If it's "absolutely trivial" to show that LLMs don't have the capacity to form thought, then please publish a paper proving that. So all the "stupid" people studying LLMs that can't come up with such trivial proofs can move on to other stuff.

parpfish 3 years ago | | |

"I have a truly marvelous demonstration that LLMs don't have the capacity to form thought which this margin is too narrow to contain."

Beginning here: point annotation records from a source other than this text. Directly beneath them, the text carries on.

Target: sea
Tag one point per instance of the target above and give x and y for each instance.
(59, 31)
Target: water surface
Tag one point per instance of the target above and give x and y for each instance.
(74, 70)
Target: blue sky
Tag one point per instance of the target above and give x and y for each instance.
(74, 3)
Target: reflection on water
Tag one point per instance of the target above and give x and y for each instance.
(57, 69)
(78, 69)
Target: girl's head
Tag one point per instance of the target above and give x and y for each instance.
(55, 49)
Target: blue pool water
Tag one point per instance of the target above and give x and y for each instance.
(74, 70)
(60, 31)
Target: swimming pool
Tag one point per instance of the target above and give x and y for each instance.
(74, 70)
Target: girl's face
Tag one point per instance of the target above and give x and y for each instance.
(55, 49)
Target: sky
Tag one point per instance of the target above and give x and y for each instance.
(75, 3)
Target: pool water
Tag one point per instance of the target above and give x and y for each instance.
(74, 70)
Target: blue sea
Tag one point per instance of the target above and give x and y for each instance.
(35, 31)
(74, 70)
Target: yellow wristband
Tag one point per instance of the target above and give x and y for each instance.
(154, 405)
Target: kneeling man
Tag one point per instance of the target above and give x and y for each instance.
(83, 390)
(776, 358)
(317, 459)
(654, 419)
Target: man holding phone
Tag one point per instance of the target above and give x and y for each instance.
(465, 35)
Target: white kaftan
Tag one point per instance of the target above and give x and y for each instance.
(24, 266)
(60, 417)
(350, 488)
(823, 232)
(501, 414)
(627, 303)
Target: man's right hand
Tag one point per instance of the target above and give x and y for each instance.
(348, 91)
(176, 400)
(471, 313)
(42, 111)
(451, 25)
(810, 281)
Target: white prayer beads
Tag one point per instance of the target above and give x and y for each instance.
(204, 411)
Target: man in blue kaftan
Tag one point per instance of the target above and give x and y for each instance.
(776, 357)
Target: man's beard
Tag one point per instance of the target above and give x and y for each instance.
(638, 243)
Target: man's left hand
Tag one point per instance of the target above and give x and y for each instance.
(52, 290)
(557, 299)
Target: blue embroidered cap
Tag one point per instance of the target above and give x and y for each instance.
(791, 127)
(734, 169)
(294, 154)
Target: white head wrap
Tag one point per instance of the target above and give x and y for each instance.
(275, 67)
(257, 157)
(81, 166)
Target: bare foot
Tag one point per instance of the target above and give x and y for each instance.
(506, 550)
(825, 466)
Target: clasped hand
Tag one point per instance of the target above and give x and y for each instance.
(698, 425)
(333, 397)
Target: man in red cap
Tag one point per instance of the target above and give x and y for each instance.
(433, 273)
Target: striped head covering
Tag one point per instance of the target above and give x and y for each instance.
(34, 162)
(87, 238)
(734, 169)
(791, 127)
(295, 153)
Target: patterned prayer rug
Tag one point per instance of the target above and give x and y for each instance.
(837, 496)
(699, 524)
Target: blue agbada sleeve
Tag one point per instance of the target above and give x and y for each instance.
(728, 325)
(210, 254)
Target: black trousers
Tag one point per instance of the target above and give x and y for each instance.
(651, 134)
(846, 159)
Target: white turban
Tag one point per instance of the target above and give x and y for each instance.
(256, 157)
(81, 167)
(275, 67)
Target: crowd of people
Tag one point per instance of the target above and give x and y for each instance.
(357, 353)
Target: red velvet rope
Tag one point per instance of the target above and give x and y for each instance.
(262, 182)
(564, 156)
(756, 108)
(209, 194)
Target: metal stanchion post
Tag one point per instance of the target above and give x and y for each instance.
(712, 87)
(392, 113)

mjburgess 3 years ago | | |

You may wish to read the paper above. But if you want a quick proof:

1. A thought is a representation of a situation

2. A representation generates entailments of that situation

3. Language is many-to-one translation from these representations to symbols

4. Understanding language is reversing these symbols into thoughts (ie., reprs)

So,

5. If agent A understands sentence X then A forms the relevant representation of X.

6. If agent has a representation it can state entailments of S (eg., counter-facutals).

Now, split X into Xc = "canonical descriptions of S" and trivial permutations Xp.

(st. distribution of Xc,Xp is low, but the tokens of Xp are common)

Form entailments of X, say Y -- sentences that are cannonically implied by the truth of X.

7. If the LLM understood that X entails Y, it would be via constructing the repr S -- which entails S regardless of which sentence in X was used.

8. Train an LLM on Xc and it's accuracy on judging Y entailed by Xp is random.

9. Since using Xp sentences cause it to fail, it does not predict Y via S.

QED.

And we can say,

1. Appearing to judge Y entailed-by X is possible via simple sampling of (X, Y) in historical cases. 2. LLMs are just such a sampling.

so,

3. +Inference to the best explanation:

4. LLMs sample historical cases rather than form representations.

Incidentally, "sampling of historical cases" is already something we knew -- so this entire argument is basically unnecessary. And only necessary because PhDs have been turned into start-up hype men.

rytill 3 years ago | |

I don't think you really disproved anything. You're just saying another hypothesis. Often, LLMs produce impressive results on domains that aren't in the training set.

sgt101 3 years ago | | |

>LLMs produce impressive results on domains that aren't in the training set.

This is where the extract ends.